There is no "authoritative document" like you ask for. The FDA doesn't set concrete standards for efficacy and safety; rather, they review applications for vaccines and other drugs on a case-by-case basis according to safety, efficacy, other available treatments, and severity of the condition.
The FDA has issued guidance to industry about how they expect to review vaccines and consider data (they issue these sorts of guidance documents for all sorts of things), but none of it is binding. Most of it is pretty vague, for example on efficacy:
To generate sufficient data to meet the BLA approval standard, late phase clinical
trials to demonstrate vaccine efficacy with formal hypothesis testing will likely
need to enroll many thousands of participants, including many with medical
comorbidities for trials seeking to assess protection against severe COVID-19
And for safety:
The pre-licensure safety database for preventive vaccines for infectious diseases
typically consists of at least 3,000 study participants vaccinated with the dosing
regimen intended for licensure. FDA anticipates that adequately powered efficacy
trials for COVID-19 vaccines will be of sufficient size to provide an acceptable
safety database for each of younger adult and elderly populations, provided that no
significant safety concerns arise during clinical development that would warrant
further pre-licensure evaluation.
This isn't saying anything about requirements, it's saying "hey, here's what people usually do to convince us, so you know what the rough expectations are".

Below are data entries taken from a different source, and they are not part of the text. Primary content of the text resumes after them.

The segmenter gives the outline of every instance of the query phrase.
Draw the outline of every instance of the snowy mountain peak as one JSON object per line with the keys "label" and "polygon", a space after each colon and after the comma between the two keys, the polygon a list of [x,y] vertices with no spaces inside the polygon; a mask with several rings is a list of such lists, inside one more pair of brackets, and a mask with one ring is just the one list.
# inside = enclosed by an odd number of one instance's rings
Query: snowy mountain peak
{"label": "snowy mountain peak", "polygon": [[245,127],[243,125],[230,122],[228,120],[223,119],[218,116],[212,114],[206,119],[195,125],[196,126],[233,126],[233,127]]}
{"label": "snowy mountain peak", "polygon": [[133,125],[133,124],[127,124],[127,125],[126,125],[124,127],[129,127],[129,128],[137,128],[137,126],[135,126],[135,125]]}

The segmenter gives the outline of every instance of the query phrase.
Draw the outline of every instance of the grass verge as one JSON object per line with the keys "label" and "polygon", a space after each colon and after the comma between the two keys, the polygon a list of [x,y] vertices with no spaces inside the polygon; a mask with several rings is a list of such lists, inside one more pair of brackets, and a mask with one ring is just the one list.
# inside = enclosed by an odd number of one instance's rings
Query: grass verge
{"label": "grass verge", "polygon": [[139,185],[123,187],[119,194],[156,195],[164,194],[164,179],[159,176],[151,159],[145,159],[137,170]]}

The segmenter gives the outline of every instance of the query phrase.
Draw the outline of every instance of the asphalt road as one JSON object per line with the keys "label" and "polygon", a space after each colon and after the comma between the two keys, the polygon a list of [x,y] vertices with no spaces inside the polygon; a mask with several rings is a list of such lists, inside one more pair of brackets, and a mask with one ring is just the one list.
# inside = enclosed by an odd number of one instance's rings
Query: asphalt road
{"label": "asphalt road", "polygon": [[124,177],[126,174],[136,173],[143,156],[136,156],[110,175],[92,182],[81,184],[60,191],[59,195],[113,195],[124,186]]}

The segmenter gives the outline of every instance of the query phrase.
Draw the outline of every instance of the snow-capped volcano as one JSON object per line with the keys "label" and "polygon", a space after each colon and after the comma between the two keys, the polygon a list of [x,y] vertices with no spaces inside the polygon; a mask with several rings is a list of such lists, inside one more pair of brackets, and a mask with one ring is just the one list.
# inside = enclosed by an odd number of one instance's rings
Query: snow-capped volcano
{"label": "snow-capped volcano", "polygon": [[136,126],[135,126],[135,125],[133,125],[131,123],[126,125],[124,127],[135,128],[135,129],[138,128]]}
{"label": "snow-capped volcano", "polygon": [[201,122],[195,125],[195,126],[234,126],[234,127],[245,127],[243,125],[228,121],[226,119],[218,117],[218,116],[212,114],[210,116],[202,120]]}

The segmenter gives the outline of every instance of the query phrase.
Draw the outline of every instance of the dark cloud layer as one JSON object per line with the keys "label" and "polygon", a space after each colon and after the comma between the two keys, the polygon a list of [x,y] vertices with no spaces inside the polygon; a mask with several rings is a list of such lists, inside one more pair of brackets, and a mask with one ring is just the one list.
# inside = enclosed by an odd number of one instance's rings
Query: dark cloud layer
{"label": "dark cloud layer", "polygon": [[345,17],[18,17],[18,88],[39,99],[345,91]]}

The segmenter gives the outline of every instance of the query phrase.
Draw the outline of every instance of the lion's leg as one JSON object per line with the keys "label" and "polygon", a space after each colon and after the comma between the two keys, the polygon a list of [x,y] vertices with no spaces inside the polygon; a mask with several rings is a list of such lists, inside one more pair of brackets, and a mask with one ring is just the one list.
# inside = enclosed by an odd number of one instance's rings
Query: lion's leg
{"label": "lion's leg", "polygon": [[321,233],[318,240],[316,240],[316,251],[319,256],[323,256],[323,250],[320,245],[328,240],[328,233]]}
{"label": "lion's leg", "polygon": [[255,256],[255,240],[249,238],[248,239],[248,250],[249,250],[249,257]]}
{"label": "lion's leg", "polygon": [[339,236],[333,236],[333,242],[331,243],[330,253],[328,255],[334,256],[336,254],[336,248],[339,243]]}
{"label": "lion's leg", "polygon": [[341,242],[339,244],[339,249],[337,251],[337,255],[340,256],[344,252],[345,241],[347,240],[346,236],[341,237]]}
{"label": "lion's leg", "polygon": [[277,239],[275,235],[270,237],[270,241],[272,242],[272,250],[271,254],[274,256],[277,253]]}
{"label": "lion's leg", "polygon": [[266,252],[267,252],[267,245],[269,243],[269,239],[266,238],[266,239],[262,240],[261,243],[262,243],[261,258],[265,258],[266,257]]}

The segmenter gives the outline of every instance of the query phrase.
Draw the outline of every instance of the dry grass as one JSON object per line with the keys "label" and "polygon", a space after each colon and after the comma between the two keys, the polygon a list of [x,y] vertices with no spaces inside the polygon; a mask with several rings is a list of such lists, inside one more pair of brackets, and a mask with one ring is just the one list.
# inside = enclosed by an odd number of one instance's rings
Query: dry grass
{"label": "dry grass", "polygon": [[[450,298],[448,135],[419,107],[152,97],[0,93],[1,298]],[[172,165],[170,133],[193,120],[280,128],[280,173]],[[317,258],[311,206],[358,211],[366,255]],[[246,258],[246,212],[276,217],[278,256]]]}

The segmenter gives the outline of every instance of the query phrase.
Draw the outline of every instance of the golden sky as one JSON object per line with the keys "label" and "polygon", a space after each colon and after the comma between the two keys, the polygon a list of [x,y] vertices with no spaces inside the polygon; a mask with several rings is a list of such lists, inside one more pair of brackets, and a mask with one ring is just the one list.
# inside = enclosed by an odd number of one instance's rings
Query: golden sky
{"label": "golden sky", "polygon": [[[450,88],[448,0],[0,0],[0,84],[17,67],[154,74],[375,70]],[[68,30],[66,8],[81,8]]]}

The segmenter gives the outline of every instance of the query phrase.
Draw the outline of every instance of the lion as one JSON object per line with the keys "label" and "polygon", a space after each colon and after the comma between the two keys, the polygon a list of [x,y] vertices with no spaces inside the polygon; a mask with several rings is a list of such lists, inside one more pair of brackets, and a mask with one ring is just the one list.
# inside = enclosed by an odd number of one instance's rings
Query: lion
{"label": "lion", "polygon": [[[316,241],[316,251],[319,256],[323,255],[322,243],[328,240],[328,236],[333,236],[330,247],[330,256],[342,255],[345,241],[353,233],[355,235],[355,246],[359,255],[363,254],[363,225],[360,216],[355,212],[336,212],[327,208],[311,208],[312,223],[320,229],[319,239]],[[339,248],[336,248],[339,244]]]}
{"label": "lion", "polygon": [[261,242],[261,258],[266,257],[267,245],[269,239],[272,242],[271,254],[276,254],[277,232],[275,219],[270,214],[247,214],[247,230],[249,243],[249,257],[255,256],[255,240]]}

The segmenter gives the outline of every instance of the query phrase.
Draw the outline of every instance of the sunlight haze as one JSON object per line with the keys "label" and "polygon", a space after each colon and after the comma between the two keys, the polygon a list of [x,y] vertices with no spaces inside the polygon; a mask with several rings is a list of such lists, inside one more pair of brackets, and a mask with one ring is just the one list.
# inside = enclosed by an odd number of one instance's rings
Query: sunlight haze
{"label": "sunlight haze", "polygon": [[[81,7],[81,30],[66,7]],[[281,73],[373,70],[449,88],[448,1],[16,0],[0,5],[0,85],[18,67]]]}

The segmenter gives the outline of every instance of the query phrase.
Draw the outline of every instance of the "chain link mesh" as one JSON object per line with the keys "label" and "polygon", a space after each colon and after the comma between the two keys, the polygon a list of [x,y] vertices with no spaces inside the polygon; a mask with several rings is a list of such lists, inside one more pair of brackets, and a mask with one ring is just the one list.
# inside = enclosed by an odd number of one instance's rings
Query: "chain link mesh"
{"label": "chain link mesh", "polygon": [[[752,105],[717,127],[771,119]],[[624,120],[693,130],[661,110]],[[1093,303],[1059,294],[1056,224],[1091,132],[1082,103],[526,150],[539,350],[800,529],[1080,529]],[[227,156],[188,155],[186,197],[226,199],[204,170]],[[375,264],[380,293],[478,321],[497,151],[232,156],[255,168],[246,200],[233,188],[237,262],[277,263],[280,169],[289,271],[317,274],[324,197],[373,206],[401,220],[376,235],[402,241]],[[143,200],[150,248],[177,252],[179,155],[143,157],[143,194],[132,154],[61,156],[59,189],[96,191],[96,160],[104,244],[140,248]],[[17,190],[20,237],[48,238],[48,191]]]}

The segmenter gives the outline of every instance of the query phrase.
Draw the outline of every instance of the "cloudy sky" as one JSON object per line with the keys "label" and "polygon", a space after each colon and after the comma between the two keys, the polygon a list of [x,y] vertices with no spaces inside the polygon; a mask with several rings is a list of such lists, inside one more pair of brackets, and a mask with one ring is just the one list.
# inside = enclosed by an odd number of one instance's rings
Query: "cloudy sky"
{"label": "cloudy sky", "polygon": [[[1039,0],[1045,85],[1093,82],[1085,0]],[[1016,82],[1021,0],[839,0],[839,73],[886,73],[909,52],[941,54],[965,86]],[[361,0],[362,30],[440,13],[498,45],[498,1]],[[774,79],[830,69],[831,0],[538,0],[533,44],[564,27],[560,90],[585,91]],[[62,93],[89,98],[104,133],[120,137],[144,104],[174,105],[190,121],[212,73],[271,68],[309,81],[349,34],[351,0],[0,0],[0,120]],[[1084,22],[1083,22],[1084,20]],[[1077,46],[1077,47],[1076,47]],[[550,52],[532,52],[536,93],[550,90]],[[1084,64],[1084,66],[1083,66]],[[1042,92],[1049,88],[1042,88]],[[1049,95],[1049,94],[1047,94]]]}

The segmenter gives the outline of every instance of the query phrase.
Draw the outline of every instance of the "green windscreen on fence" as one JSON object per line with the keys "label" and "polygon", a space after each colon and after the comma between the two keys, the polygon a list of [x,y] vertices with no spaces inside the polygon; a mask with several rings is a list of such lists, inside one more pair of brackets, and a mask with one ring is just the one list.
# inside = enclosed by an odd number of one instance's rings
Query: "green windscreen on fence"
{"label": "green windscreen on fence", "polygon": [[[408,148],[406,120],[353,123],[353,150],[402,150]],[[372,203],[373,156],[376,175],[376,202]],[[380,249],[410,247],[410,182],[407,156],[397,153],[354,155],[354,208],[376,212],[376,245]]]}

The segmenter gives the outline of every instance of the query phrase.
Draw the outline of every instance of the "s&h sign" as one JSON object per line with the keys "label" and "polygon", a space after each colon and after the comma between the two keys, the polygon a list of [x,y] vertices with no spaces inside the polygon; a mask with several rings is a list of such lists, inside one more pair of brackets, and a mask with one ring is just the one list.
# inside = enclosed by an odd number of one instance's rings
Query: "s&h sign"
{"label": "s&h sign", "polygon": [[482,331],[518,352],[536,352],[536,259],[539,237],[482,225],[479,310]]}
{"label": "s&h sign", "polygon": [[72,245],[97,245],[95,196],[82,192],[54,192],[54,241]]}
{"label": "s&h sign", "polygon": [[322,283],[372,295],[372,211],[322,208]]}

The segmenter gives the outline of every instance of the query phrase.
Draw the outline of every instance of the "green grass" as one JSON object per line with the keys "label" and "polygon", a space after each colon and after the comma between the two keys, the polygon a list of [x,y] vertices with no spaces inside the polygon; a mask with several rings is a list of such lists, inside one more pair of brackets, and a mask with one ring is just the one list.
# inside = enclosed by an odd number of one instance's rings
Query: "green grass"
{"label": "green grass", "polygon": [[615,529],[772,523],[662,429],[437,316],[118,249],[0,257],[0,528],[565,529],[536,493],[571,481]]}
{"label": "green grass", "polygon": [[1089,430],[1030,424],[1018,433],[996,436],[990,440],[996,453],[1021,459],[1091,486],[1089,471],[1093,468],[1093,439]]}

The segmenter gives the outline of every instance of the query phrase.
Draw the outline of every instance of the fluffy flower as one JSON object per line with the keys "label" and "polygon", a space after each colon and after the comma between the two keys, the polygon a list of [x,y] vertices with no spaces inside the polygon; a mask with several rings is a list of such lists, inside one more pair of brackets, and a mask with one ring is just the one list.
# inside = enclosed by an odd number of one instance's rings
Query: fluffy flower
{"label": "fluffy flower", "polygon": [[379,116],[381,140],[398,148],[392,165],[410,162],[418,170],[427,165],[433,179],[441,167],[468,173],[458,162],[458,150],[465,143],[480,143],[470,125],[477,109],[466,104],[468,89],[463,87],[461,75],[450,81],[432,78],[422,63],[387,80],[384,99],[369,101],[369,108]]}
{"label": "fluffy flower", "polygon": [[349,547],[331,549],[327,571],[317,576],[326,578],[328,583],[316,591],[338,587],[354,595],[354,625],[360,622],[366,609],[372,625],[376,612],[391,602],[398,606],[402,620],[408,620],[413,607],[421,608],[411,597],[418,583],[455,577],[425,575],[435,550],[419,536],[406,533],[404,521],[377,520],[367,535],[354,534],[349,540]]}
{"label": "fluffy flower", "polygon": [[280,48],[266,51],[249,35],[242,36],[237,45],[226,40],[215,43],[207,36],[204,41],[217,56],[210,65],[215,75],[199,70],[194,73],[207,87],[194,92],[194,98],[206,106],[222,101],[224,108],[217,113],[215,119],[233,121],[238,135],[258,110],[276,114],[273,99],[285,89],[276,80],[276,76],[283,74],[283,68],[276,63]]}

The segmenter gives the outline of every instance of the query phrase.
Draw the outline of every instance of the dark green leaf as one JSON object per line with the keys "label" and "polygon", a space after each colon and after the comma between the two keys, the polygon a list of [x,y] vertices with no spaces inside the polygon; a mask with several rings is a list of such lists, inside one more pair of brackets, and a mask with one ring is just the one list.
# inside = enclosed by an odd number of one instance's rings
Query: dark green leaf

Other guidance seems to be more specific:
To ensure that a widely deployed COVID-19 vaccine is effective, the primary
efficacy endpoint point estimate for a placebo-controlled efficacy trial should be at
least 50%, and the statistical success criterion should be that the lower bound of
the appropriately alpha-adjusted confidence interval around the primary efficacy
endpoint point estimate is >30%.
The same statistical success criterion should be used for any interim analysis
designed for early detection of efficacy.
A lower bound ≤30% but >0% may be acceptable as a statistical success
criterion for a secondary efficacy endpoint, provided that secondary endpoint
hypothesis testing is dependent on success on the primary endpoint.
but note this is about trial design, not bounds for acceptance.